Her zaman mensubu olduğum Türk milletinin şanlı tarihi ile gurur duymuşumdur. Tarihimizi öğrendikten sonra gururlanmamak mümkün değil. Millet ve Vatan denildiğinde başım göklere erse de, kalbim titrese de her zaman içimde bir burukluk, gözümde bir hüzün vardı. Sevincim de, gururum da yarımdı. Son 30 yılda tüm kalbimle, içten bir sevinç yaşamamıştım. En iyi günümüzde bile mutluluğumuz yarımdı.

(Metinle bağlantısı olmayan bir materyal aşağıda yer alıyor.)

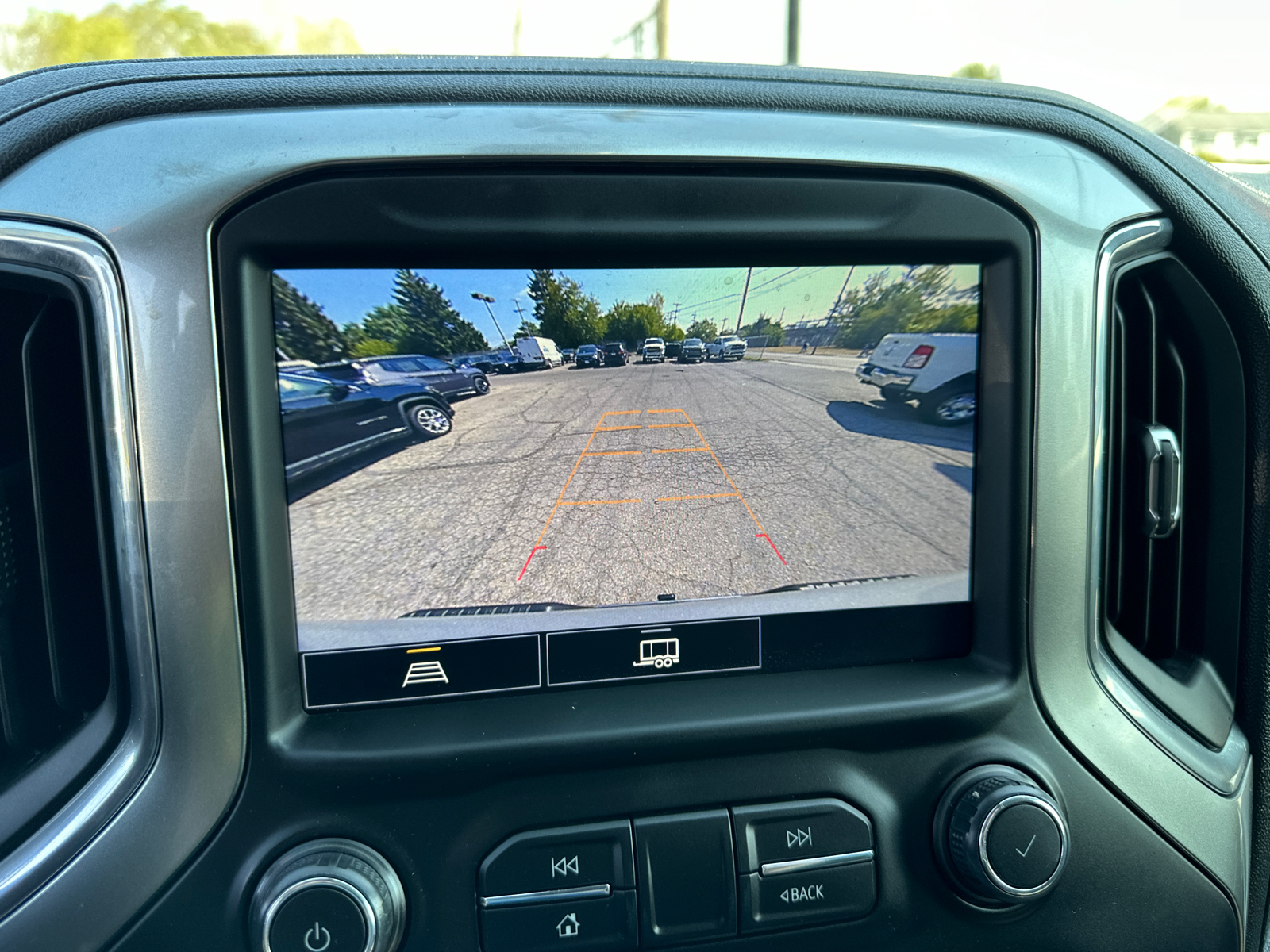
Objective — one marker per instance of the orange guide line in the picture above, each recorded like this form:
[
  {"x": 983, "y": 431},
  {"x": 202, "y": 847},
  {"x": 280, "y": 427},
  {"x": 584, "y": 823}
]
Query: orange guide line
[
  {"x": 761, "y": 530},
  {"x": 601, "y": 501},
  {"x": 713, "y": 495}
]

Özellikle de Avrupa`da Türkiye`de ve Türk dünyasında toprağı işgal altında olan, kızı gelini esir alınmış, her gün Şehit vermiş ve tüm bunların intikamı alınmamış bir ülkenin vatandaşı nasıl kahramanlıktan konuşabilir?

Bir konferansta derdimizden, Karabağ`dan, Hocalı Soykırımı`ndan konuşmuştum. Konuşmadan sonra birisi, “Peki neden savaşmıyorsunuz?”, diye sordu ve ekledi, “Kendi topraklarınızı almanız için kimse sizin yerinize savaşmayacak”. Haklıydı. Bu namert dünyanın haklının yanında değil de haksızdan yana olduğunu söyledim ona, ülkemin elini kolunu bağlamak için Ermeni yalanlarını savunan bir dünya ile karşı karşıya olduğumuzu anlatmaya çalıştım.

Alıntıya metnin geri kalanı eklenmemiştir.